The location of the melting line (ML) of the Lennard-Jones (LJ) system and its associated physical properties are investigated using molecular dynamics computer simulation. The radial distribution function and the behavior of the repulsive and attractive parts of the potential energy indicate that the ML is not a single isomorph, but the isomorphic state evolves gradually with temperature, i.e., it is only "locally isomorphic." The state point dependence of the unitless isomorphic number, X̃, for a range of static and dynamical properties of the LJ system in the solid and fluid states, and for fluid argon, are also reported. The quantity X̃ typically varies most with state point in the vicinity of the triple point and approaches a plateau in the high density (temperature) limit along the ML.

Simplicity of condensed matter at its core: generic definition of a Roskilde-simple system

The isomorph theory is reformulated by defining Roskilde-simple systems by the property that the order of the potential energies of configurations at one density is maintained when these are scaled uniformly to a different density. If the potential energy as a function of all particle coordinates is denoted by U(R), this requirement translates into U(Ra) < U(Rb) ⇒ U(λRa) < U(λRb). Isomorphs remain curves in the thermodynamic phase diagram along which structure, dynamics, and excess entropy are invariant, implying that the phase diagram is effectively one-dimensional with respect to many reduced-unit properties. In contrast to the original formulation of the isomorph theory, however, the density-scaling exponent is not exclusively a function of density and the isochoric heat capacity is not an exact isomorph invariant. A prediction is given for the latter quantity's variation along the isomorphs. Molecular dynamics simulations of the Lennard-Jones and Lennard-Jones Gaussian systems validate the new approach.

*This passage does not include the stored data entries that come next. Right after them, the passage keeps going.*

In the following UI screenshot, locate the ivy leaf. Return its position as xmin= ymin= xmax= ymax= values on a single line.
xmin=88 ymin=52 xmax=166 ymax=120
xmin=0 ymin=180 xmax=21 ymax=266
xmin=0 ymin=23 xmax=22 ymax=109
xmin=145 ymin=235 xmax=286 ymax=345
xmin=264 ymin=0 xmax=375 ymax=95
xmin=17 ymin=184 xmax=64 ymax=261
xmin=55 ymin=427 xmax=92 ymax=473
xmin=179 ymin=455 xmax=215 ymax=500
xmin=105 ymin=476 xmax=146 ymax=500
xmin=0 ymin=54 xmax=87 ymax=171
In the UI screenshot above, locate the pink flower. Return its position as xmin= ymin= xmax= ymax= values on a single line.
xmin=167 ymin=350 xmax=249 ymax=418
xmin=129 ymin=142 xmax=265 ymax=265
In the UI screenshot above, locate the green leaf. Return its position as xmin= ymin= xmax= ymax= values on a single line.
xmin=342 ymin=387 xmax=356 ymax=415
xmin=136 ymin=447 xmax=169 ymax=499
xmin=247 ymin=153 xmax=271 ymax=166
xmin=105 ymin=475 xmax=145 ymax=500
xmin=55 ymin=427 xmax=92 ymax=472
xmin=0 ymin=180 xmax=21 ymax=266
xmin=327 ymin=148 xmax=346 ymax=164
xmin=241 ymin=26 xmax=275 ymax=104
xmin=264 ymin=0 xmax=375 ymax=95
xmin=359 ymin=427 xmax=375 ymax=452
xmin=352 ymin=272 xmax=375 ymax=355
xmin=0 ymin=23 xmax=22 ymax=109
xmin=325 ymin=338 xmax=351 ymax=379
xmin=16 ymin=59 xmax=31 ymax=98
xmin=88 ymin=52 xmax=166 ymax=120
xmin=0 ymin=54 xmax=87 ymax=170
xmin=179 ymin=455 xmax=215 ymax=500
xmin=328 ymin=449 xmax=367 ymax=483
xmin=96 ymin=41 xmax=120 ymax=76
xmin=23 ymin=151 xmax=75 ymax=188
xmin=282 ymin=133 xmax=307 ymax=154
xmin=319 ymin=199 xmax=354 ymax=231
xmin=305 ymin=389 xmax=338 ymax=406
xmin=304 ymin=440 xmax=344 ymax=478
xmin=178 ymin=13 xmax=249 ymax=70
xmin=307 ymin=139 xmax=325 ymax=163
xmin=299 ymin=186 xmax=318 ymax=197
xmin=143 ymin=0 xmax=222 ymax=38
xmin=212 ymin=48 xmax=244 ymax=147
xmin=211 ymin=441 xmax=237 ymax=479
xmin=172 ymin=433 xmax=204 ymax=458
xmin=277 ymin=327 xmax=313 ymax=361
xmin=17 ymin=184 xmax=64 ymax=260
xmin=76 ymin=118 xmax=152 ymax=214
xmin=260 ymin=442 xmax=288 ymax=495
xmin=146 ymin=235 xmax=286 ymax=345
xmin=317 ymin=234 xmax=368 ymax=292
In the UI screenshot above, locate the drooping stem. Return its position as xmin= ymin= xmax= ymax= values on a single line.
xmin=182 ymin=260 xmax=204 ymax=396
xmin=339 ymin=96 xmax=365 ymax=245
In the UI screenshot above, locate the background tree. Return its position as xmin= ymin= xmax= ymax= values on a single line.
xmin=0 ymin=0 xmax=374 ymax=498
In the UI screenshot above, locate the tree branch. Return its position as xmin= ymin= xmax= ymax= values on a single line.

Density scaling and quasiuniversality of flow-event statistics for athermal plastic flows

Athermal steady-state plastic flows were simulated for the Kob-Andersen binary Lennard-Jones system and its repulsive version in which the sign of the attractive terms is changed to a plus. Properties evaluated include the distributions of energy drops, stress drops, and strain intervals between the flow events. We show that simulations at a single density in conjunction with an equilibrium-liquid simulation at the same density allow one to predict the plastic flow-event statistics at other densities. This is done by applying the recently established "hidden scale invariance" of simple liquids to the glass phase. The resulting scaling of flow-event properties reveals quasiuniversality, i.e., that the probability distributions of energy drops, stress drops, and strain intervals in properly reduced units are virtually independent of the microscopic pair potentials.